IRS Revealed to Use Stingray Cellphone Spying Technology

IRS Agents Revealed to Be Using Stingray Cellphone Spying Technology

Concern over government attempts to track Americans and monitor their communications have long simmered since the revelations that the U.S. government was engaging in blanket warrant-less wiretapping became public. These revelations seemed to be a confirmation of the privacy-conscious individual’s worst fear: the government is watching you and knows everyone you talk and associate with. Furthermore while the program only collects metadata, with a little bit of detective work, it is likely that a government agent could know exactly what you are discussing and when you have these conversations.

In light of allegations that the IRS targeted certain taxpayers and certain groups for unfair and perhaps discriminatory treatment, the news that the IRS has spying tools is not welcome. However, individuals who may have committed tax crimes such as tax fraud or tax evasion should be especially on-guard and aware that the IRS is using cellphone spying equipment to investigate those who commit tax fraud. Communications that you believed to be private, may end up supporting a government case against you.


What Type of Surveillance Software is the IRS Using?

According to, the use of technology designed to spy on cellular communications stretches back at least two decades. A record from a 2009 Utah court proceeding contains testimony of an FBI agent claiming to have used the technology more than 300 times over the course of 10 years. Furthermore, Wired discussed the use of similar, more primitive devices in a 1996 article regarding federal efforts to track infamous hacker Kevin Mitnick. While details over the modern program have been sparse due to non-disclosure agreements and government stonewalling, a picture of the use of these devices is becoming increasingly clear.

The technology is known as a Stingray or IMSI catcher. The technology allows a law enforcement agent to spoof, or fake, a legitimate cellular tower. Cell phones and other mobile devices within the vicinity of the stingray device will then connect to the fake cell tower rather than connecting to a legitimate tower. The individual’s communications then pass through and are captured by the government device.

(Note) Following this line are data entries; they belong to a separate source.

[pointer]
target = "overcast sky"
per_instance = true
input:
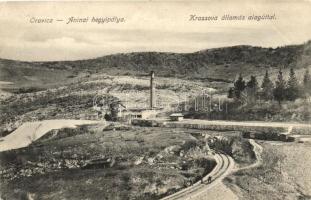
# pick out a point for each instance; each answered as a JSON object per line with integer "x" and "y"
{"x": 149, "y": 26}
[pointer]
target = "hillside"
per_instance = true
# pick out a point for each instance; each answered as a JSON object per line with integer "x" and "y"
{"x": 219, "y": 64}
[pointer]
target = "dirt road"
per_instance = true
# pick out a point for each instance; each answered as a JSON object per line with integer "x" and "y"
{"x": 31, "y": 131}
{"x": 203, "y": 190}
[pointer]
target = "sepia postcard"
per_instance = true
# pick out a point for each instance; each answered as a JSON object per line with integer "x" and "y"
{"x": 148, "y": 100}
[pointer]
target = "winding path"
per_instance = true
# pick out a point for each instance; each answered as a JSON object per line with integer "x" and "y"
{"x": 224, "y": 166}
{"x": 217, "y": 190}
{"x": 31, "y": 131}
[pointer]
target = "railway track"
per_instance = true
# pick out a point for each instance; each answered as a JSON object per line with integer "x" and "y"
{"x": 197, "y": 191}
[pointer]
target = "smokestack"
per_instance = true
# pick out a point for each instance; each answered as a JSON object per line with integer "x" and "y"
{"x": 152, "y": 90}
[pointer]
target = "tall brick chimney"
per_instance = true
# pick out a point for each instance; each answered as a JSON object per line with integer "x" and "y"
{"x": 152, "y": 90}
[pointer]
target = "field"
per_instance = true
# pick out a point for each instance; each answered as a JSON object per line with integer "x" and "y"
{"x": 114, "y": 162}
{"x": 284, "y": 174}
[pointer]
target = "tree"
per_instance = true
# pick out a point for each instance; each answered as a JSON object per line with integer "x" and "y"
{"x": 252, "y": 89}
{"x": 239, "y": 86}
{"x": 293, "y": 88}
{"x": 267, "y": 87}
{"x": 280, "y": 87}
{"x": 307, "y": 82}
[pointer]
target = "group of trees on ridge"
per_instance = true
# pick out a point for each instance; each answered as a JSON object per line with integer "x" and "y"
{"x": 281, "y": 90}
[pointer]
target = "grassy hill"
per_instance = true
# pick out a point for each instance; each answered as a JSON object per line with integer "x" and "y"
{"x": 219, "y": 64}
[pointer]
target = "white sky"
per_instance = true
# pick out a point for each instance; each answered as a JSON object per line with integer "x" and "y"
{"x": 149, "y": 26}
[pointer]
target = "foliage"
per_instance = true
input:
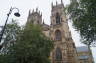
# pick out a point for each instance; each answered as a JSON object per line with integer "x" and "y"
{"x": 31, "y": 46}
{"x": 10, "y": 35}
{"x": 83, "y": 15}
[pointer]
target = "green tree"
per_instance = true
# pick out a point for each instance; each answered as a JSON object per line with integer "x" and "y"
{"x": 31, "y": 46}
{"x": 83, "y": 15}
{"x": 10, "y": 35}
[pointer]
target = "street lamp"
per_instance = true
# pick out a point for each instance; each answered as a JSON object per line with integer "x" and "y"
{"x": 17, "y": 14}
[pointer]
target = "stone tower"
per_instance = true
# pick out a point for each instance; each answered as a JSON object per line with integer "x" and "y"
{"x": 35, "y": 17}
{"x": 64, "y": 48}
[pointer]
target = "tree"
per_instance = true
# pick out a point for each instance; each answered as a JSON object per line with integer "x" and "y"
{"x": 31, "y": 46}
{"x": 83, "y": 15}
{"x": 10, "y": 35}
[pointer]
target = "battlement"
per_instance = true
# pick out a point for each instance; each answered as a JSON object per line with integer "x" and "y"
{"x": 57, "y": 6}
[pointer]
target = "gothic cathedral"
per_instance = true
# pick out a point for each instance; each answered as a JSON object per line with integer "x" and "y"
{"x": 64, "y": 48}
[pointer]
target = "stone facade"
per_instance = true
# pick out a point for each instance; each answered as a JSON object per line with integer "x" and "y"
{"x": 64, "y": 48}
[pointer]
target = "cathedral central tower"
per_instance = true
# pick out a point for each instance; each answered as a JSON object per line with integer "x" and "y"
{"x": 64, "y": 47}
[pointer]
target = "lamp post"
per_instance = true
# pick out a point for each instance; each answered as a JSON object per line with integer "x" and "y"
{"x": 10, "y": 11}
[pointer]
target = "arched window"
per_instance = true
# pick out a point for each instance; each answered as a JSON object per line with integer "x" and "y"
{"x": 58, "y": 35}
{"x": 58, "y": 54}
{"x": 57, "y": 18}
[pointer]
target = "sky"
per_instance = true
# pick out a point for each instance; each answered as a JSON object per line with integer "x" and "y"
{"x": 43, "y": 5}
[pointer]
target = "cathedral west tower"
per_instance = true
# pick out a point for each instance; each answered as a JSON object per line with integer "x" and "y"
{"x": 64, "y": 48}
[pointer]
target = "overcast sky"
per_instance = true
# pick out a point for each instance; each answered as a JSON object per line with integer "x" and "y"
{"x": 43, "y": 5}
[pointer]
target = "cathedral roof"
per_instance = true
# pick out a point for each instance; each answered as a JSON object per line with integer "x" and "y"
{"x": 45, "y": 27}
{"x": 82, "y": 49}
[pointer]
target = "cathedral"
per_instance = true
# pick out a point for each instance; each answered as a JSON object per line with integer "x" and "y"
{"x": 64, "y": 50}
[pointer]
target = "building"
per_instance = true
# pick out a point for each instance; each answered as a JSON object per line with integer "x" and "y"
{"x": 64, "y": 48}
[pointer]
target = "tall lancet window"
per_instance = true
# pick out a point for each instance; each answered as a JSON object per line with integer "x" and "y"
{"x": 58, "y": 54}
{"x": 57, "y": 18}
{"x": 58, "y": 35}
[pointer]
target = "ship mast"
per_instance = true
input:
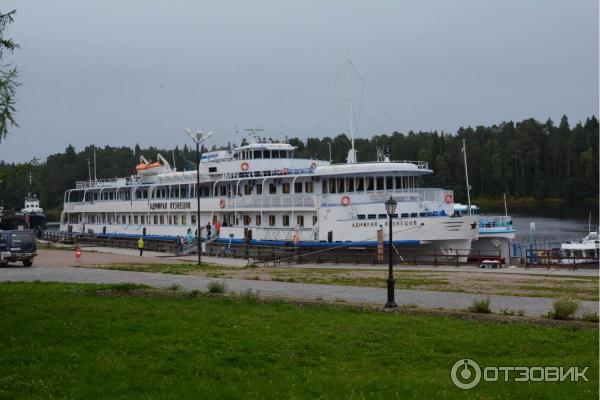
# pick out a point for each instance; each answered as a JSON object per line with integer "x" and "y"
{"x": 352, "y": 153}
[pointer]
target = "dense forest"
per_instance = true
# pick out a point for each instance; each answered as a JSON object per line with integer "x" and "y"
{"x": 523, "y": 159}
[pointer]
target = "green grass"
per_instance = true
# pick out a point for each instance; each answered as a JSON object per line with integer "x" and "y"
{"x": 79, "y": 341}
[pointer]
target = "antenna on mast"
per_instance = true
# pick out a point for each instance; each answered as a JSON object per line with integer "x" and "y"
{"x": 352, "y": 152}
{"x": 252, "y": 133}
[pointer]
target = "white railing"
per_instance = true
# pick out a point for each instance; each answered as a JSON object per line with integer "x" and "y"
{"x": 291, "y": 200}
{"x": 266, "y": 173}
{"x": 100, "y": 183}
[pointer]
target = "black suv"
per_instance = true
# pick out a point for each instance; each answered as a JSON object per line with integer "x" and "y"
{"x": 17, "y": 246}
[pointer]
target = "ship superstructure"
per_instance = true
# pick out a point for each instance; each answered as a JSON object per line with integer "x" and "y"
{"x": 263, "y": 188}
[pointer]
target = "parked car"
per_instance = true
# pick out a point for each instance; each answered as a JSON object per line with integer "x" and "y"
{"x": 17, "y": 246}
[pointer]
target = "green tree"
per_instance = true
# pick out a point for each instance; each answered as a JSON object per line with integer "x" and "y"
{"x": 8, "y": 76}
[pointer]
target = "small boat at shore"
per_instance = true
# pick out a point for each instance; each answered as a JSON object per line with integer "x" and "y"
{"x": 584, "y": 251}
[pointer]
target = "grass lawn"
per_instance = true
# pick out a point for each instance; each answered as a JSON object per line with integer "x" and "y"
{"x": 66, "y": 340}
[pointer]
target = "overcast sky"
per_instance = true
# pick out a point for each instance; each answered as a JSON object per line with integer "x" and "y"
{"x": 140, "y": 71}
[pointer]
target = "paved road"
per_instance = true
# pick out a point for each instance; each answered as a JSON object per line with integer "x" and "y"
{"x": 533, "y": 306}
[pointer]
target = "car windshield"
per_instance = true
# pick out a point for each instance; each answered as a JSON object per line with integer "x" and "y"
{"x": 21, "y": 238}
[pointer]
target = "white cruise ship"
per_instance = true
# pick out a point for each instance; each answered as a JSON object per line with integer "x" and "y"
{"x": 282, "y": 200}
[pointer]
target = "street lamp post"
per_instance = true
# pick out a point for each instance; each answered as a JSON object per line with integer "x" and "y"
{"x": 390, "y": 208}
{"x": 198, "y": 138}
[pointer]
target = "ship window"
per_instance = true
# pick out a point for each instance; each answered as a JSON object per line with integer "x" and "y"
{"x": 389, "y": 183}
{"x": 340, "y": 186}
{"x": 360, "y": 184}
{"x": 398, "y": 182}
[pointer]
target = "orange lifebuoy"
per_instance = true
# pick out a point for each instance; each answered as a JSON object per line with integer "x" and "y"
{"x": 449, "y": 198}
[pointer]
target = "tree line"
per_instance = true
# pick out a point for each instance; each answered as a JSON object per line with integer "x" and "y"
{"x": 523, "y": 159}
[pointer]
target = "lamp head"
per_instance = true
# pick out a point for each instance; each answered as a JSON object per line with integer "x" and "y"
{"x": 390, "y": 206}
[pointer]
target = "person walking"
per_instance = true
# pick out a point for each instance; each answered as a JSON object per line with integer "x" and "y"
{"x": 208, "y": 230}
{"x": 141, "y": 245}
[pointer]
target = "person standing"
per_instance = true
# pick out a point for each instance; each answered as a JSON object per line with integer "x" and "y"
{"x": 208, "y": 230}
{"x": 141, "y": 245}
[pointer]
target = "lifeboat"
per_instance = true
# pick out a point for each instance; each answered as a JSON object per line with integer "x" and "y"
{"x": 146, "y": 168}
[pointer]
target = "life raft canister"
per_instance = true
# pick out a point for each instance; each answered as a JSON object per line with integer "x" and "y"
{"x": 449, "y": 198}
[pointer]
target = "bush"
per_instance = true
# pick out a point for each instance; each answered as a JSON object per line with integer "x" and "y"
{"x": 251, "y": 296}
{"x": 590, "y": 316}
{"x": 128, "y": 287}
{"x": 217, "y": 287}
{"x": 174, "y": 287}
{"x": 481, "y": 306}
{"x": 563, "y": 308}
{"x": 505, "y": 311}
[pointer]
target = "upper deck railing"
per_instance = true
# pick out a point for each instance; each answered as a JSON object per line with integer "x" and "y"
{"x": 101, "y": 183}
{"x": 498, "y": 222}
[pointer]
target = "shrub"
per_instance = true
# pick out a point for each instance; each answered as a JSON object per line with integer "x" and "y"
{"x": 480, "y": 306}
{"x": 128, "y": 287}
{"x": 250, "y": 295}
{"x": 563, "y": 308}
{"x": 590, "y": 316}
{"x": 505, "y": 311}
{"x": 217, "y": 287}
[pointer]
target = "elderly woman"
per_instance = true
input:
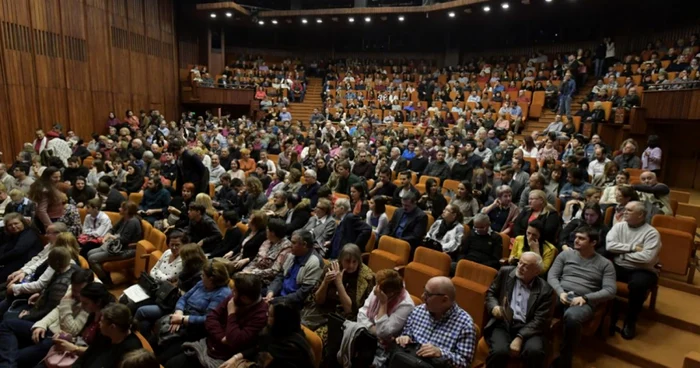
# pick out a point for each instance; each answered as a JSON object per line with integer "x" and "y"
{"x": 345, "y": 285}
{"x": 385, "y": 311}
{"x": 538, "y": 209}
{"x": 502, "y": 212}
{"x": 446, "y": 233}
{"x": 119, "y": 243}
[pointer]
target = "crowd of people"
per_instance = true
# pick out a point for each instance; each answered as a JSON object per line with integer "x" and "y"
{"x": 286, "y": 210}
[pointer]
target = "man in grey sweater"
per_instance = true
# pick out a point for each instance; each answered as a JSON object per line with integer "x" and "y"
{"x": 636, "y": 246}
{"x": 583, "y": 279}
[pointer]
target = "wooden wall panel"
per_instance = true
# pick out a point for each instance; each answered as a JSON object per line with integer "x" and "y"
{"x": 74, "y": 61}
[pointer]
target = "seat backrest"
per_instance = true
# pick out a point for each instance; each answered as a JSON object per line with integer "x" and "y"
{"x": 681, "y": 223}
{"x": 432, "y": 258}
{"x": 475, "y": 272}
{"x": 676, "y": 250}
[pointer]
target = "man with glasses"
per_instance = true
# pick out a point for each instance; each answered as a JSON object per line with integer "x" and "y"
{"x": 518, "y": 302}
{"x": 443, "y": 330}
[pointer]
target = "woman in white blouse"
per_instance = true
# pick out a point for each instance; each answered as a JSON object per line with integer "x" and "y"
{"x": 385, "y": 311}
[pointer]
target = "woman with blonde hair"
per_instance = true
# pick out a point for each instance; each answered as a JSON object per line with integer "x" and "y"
{"x": 538, "y": 208}
{"x": 204, "y": 200}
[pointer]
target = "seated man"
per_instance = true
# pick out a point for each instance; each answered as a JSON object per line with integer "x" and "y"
{"x": 636, "y": 246}
{"x": 653, "y": 191}
{"x": 583, "y": 279}
{"x": 301, "y": 272}
{"x": 443, "y": 329}
{"x": 351, "y": 229}
{"x": 408, "y": 223}
{"x": 519, "y": 303}
{"x": 202, "y": 229}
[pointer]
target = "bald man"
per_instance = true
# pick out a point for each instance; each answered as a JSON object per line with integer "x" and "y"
{"x": 636, "y": 246}
{"x": 653, "y": 191}
{"x": 443, "y": 329}
{"x": 518, "y": 302}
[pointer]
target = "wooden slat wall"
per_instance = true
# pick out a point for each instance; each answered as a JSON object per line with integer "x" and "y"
{"x": 74, "y": 61}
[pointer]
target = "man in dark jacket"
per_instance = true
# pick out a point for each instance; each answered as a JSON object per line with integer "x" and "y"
{"x": 519, "y": 304}
{"x": 409, "y": 223}
{"x": 351, "y": 229}
{"x": 202, "y": 229}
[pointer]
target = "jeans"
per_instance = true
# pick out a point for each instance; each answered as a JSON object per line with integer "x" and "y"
{"x": 565, "y": 105}
{"x": 532, "y": 352}
{"x": 574, "y": 318}
{"x": 147, "y": 316}
{"x": 16, "y": 346}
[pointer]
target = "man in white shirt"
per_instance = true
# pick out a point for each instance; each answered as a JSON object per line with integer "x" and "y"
{"x": 597, "y": 166}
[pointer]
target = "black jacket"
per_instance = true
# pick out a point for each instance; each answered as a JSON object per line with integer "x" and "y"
{"x": 538, "y": 304}
{"x": 414, "y": 230}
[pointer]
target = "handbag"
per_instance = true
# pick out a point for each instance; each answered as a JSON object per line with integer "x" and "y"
{"x": 405, "y": 357}
{"x": 167, "y": 296}
{"x": 58, "y": 359}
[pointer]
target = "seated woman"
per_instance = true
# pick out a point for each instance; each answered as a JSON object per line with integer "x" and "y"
{"x": 112, "y": 342}
{"x": 446, "y": 233}
{"x": 95, "y": 227}
{"x": 26, "y": 343}
{"x": 20, "y": 243}
{"x": 155, "y": 201}
{"x": 376, "y": 216}
{"x": 232, "y": 327}
{"x": 270, "y": 258}
{"x": 385, "y": 311}
{"x": 80, "y": 193}
{"x": 247, "y": 249}
{"x": 192, "y": 309}
{"x": 345, "y": 285}
{"x": 277, "y": 206}
{"x": 534, "y": 241}
{"x": 119, "y": 244}
{"x": 432, "y": 202}
{"x": 177, "y": 210}
{"x": 43, "y": 273}
{"x": 48, "y": 297}
{"x": 538, "y": 209}
{"x": 592, "y": 217}
{"x": 281, "y": 342}
{"x": 21, "y": 204}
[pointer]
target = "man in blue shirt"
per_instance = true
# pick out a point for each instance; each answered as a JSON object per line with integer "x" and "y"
{"x": 301, "y": 271}
{"x": 443, "y": 329}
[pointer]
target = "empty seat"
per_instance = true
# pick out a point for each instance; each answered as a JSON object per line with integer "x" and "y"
{"x": 392, "y": 253}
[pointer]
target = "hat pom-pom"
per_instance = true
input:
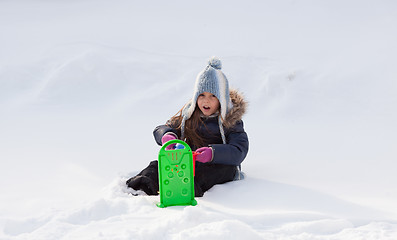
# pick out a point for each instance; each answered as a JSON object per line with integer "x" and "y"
{"x": 215, "y": 63}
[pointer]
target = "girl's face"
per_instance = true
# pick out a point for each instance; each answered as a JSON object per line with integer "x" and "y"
{"x": 208, "y": 103}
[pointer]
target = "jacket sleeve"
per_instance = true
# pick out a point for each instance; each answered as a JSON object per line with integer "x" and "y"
{"x": 159, "y": 132}
{"x": 234, "y": 152}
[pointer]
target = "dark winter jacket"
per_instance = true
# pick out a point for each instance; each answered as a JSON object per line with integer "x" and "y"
{"x": 236, "y": 147}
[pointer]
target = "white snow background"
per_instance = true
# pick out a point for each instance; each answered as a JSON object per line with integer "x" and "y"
{"x": 84, "y": 83}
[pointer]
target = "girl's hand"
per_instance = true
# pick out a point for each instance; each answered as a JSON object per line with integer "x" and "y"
{"x": 166, "y": 138}
{"x": 204, "y": 154}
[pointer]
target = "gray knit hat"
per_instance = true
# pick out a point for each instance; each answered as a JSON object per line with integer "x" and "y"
{"x": 211, "y": 80}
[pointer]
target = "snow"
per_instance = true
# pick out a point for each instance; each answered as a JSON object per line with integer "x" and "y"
{"x": 84, "y": 83}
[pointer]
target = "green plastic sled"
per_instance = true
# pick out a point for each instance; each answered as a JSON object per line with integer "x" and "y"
{"x": 176, "y": 180}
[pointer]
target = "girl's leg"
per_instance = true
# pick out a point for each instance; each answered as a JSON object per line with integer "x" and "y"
{"x": 147, "y": 180}
{"x": 208, "y": 175}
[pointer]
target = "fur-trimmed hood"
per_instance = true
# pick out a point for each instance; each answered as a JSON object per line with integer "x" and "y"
{"x": 239, "y": 108}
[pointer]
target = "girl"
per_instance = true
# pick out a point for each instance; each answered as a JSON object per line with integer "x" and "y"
{"x": 211, "y": 124}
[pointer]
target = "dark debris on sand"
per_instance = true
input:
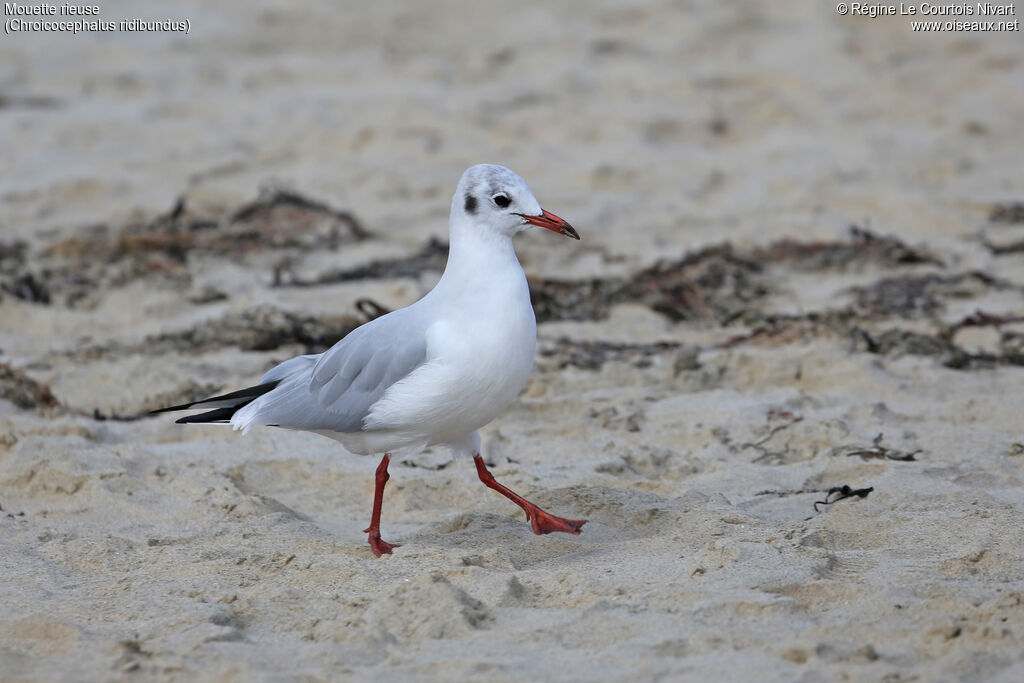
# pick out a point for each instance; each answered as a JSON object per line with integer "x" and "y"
{"x": 24, "y": 391}
{"x": 73, "y": 270}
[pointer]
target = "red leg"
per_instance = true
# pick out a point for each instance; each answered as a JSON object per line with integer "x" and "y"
{"x": 541, "y": 521}
{"x": 379, "y": 547}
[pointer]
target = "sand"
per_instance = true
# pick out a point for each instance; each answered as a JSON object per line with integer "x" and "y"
{"x": 179, "y": 212}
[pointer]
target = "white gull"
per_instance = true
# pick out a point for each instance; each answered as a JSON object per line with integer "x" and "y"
{"x": 431, "y": 374}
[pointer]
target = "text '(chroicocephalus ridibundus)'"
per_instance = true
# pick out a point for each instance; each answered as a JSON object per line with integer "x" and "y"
{"x": 431, "y": 374}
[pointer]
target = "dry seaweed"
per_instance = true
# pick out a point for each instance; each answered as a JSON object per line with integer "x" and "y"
{"x": 24, "y": 391}
{"x": 843, "y": 493}
{"x": 914, "y": 296}
{"x": 1011, "y": 212}
{"x": 71, "y": 270}
{"x": 593, "y": 354}
{"x": 431, "y": 257}
{"x": 877, "y": 452}
{"x": 863, "y": 247}
{"x": 261, "y": 329}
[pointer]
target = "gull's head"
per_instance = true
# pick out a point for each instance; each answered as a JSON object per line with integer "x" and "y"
{"x": 494, "y": 198}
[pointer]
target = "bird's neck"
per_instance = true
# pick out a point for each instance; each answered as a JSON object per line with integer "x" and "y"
{"x": 479, "y": 260}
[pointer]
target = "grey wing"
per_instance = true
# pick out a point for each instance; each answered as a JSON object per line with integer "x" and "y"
{"x": 352, "y": 375}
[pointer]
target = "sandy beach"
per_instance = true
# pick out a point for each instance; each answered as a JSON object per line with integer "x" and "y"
{"x": 801, "y": 268}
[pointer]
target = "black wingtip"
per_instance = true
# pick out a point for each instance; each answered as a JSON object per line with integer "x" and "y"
{"x": 219, "y": 415}
{"x": 243, "y": 396}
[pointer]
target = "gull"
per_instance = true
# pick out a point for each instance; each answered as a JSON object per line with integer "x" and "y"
{"x": 430, "y": 374}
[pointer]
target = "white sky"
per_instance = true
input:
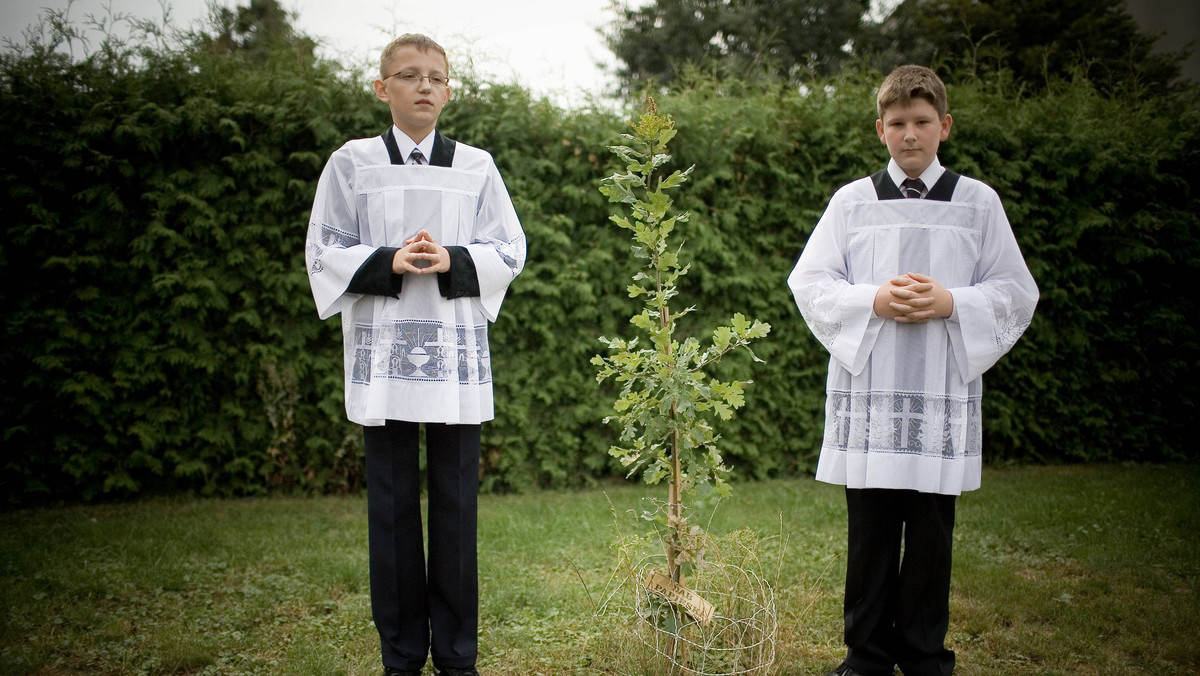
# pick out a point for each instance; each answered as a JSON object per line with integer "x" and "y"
{"x": 550, "y": 46}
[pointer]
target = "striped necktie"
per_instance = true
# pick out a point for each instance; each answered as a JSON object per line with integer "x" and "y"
{"x": 912, "y": 189}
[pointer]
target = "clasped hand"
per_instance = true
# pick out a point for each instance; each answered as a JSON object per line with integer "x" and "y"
{"x": 913, "y": 298}
{"x": 421, "y": 255}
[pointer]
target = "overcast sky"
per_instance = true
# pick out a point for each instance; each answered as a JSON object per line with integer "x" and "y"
{"x": 549, "y": 46}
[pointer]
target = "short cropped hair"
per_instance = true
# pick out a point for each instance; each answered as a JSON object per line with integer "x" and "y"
{"x": 912, "y": 82}
{"x": 421, "y": 42}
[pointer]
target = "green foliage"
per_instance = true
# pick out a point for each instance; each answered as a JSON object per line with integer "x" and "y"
{"x": 159, "y": 331}
{"x": 667, "y": 399}
{"x": 1037, "y": 41}
{"x": 157, "y": 327}
{"x": 655, "y": 42}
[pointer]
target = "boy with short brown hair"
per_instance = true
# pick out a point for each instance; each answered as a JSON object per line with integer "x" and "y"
{"x": 414, "y": 240}
{"x": 913, "y": 281}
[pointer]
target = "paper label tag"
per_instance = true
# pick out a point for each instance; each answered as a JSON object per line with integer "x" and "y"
{"x": 700, "y": 609}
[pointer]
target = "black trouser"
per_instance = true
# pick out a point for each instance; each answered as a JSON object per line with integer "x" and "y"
{"x": 423, "y": 609}
{"x": 898, "y": 609}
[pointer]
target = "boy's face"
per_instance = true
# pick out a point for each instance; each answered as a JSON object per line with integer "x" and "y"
{"x": 912, "y": 133}
{"x": 414, "y": 106}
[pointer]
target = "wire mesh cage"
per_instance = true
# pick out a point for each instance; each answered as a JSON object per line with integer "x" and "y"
{"x": 739, "y": 639}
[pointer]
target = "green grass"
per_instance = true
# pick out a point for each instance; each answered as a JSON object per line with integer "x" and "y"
{"x": 1067, "y": 570}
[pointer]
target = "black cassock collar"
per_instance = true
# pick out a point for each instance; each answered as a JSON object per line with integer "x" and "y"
{"x": 443, "y": 149}
{"x": 942, "y": 190}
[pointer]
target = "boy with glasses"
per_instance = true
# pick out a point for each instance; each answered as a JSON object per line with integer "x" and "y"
{"x": 915, "y": 283}
{"x": 414, "y": 240}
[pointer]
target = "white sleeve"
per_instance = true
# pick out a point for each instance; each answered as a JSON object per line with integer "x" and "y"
{"x": 334, "y": 250}
{"x": 498, "y": 245}
{"x": 996, "y": 309}
{"x": 840, "y": 313}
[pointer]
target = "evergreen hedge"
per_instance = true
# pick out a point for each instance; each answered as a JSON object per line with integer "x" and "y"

Is the IRS Using these Devices for Tax Enforcement Efforts?

The full extent of the IRS’s use of these devices is not yet clear. However, details have emerged which provides insight into at least some aspects of the IRS’s’ use of Stingrays. Invoices obtained by the Guardian make clear that the IRS has had these devices since, at least, 2009. The 2012 invoice for additional equipment from Harris Corporation shows that that the program was continued and perhaps even expanded after three years of operation. A Guardian interview with former IRS deputy commissioner Mark Matthews has indicated that IRS agents have been exposed to the use of these devices through joint efforts with the FBI and other law enforcement agencies. Furthermore, he claims that IRS agents are permitted to file for PEN registers, a type of low-level court order needed to trace a phone call – or use a Stingray.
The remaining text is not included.